Swartzbaugh will discuss “Getting into the Right Kind of Trouble and Back Out Again” at 6:30 p.m. in the Community Foundation Theater in the Graham Gund Gallery, 101 College Dr. The speech is free and the public is encouraged to attend.

He founded the nonprofit organizations Genesis Network in 2007 and Kid Launch in 2008 to develop international human rights projects. Swartzbaugh is the executive director of the Genesis Network, which is based in Providence, R.I., and takes advantage of social media to help drive projects that include economic development, school construction, and orphan protection.
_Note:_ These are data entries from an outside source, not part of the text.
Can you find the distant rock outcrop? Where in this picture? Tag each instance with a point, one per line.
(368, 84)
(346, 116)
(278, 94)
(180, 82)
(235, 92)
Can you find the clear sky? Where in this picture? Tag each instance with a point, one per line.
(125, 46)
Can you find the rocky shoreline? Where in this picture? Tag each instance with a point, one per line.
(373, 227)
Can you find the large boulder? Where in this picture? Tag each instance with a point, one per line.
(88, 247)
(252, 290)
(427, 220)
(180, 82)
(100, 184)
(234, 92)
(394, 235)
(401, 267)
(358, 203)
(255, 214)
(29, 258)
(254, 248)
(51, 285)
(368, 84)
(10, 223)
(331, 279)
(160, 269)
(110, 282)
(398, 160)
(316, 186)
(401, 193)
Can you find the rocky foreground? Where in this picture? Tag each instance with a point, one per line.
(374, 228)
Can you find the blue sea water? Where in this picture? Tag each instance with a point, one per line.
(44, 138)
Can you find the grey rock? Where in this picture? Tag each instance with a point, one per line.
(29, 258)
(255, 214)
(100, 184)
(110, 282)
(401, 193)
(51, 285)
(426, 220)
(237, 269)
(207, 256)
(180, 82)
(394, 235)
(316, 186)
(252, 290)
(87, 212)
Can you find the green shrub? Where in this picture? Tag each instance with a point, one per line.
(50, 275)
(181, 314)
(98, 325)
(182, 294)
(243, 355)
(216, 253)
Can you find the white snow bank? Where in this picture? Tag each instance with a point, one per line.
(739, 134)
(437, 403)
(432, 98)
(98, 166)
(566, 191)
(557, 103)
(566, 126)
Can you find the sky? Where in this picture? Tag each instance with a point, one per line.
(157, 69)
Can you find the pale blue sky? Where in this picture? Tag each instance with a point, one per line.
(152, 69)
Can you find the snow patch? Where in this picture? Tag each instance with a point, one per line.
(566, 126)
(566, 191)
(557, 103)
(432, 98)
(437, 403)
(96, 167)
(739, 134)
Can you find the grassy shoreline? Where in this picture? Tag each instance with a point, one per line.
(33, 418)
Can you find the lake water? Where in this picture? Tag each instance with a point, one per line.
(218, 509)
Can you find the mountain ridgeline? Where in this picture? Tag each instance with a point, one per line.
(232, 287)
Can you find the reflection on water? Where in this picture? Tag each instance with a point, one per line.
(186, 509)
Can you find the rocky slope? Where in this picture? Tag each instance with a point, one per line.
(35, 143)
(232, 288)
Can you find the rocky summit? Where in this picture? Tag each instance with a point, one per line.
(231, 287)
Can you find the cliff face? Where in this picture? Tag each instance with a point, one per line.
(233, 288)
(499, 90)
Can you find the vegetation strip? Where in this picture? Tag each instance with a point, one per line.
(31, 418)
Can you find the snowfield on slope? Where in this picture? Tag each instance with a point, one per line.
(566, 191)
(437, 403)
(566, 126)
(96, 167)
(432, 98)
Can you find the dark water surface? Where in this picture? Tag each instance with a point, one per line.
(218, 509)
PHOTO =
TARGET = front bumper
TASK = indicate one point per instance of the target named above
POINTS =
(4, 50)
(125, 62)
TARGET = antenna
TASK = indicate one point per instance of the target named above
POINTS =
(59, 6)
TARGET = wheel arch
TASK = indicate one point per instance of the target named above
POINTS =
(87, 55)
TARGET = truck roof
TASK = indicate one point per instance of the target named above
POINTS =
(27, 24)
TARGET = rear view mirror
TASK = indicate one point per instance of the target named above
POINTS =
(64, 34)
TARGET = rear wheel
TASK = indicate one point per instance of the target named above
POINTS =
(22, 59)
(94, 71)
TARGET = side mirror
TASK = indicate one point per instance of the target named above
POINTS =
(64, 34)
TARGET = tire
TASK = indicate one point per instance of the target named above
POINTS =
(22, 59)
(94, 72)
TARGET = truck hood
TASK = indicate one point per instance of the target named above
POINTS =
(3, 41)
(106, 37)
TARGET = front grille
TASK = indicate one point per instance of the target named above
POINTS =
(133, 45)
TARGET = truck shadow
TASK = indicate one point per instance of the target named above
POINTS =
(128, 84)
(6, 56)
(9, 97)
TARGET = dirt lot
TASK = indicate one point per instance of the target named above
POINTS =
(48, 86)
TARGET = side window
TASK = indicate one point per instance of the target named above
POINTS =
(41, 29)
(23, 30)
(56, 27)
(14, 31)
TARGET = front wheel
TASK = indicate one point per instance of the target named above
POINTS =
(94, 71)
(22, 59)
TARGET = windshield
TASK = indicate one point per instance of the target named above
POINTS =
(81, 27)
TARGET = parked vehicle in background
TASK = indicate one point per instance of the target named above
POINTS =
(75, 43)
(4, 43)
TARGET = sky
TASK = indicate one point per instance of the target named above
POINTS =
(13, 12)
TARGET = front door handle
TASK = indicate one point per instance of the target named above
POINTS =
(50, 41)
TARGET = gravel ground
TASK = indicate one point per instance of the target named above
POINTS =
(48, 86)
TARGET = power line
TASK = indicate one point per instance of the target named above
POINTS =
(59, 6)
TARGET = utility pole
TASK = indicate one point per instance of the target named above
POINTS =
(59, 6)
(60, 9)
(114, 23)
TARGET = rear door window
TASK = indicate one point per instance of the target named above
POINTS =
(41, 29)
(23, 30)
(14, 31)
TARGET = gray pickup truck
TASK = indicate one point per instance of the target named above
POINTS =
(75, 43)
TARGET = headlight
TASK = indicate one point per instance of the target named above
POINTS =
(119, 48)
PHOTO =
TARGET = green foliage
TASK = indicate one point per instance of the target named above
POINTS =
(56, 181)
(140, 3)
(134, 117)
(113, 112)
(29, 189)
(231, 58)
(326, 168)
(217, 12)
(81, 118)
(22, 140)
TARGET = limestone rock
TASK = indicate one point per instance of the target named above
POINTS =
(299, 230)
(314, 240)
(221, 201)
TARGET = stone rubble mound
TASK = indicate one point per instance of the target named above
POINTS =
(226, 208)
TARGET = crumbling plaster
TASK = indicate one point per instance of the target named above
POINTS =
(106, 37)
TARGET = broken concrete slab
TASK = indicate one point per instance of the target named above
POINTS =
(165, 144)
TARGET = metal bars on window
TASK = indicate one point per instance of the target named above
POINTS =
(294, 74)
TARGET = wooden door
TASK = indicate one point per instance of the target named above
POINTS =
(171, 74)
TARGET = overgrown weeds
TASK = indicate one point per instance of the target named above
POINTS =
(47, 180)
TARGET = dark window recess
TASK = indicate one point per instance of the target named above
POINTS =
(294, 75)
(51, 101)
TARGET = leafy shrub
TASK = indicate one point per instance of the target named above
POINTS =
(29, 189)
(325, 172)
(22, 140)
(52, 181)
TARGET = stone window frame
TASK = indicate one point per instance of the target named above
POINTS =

Kid Launch, based in Thailand, pushes education, advocacy, and support for children in impoverished areas around the world.

“I intend to change this world and will die trying,” he told a reporter for a Brown University publication in 2009. “So long as there is one person who is abused, suppressed, subjugated, or discriminated against, I have my work cut out for me.”

Swartzbaugh has worked with the United States Agency for International Development and the United Nations Development Programme and spent time in Vietnam and Thailand, where he took part in tsunami disaster relief. He participated in the Reserve Officer Training Program while at Brown University. Swartzbaugh speaks six languages.

The talk by Swartzbaugh is sponsored by Kenyon’s Innovation Greenhouse. “Adam and his team have taken a lot of the tools originally developed in the context of start-ups and used them to do a lot of good, very quickly, on very limited resources,” said Scott Gosnell, Innovation Greenhouse program coordinator.

“He’s also had what a recent Fast Company article referred to as a ‘quicksilver career’: success in many rapidly changing areas. He’s a national cycling champion, Ivy League graduate, Army Ranger … who has built schools in Thailand, dug wells in Haiti, done conflict resolution in Africa, and is still picking up speed. That’s really impressive.”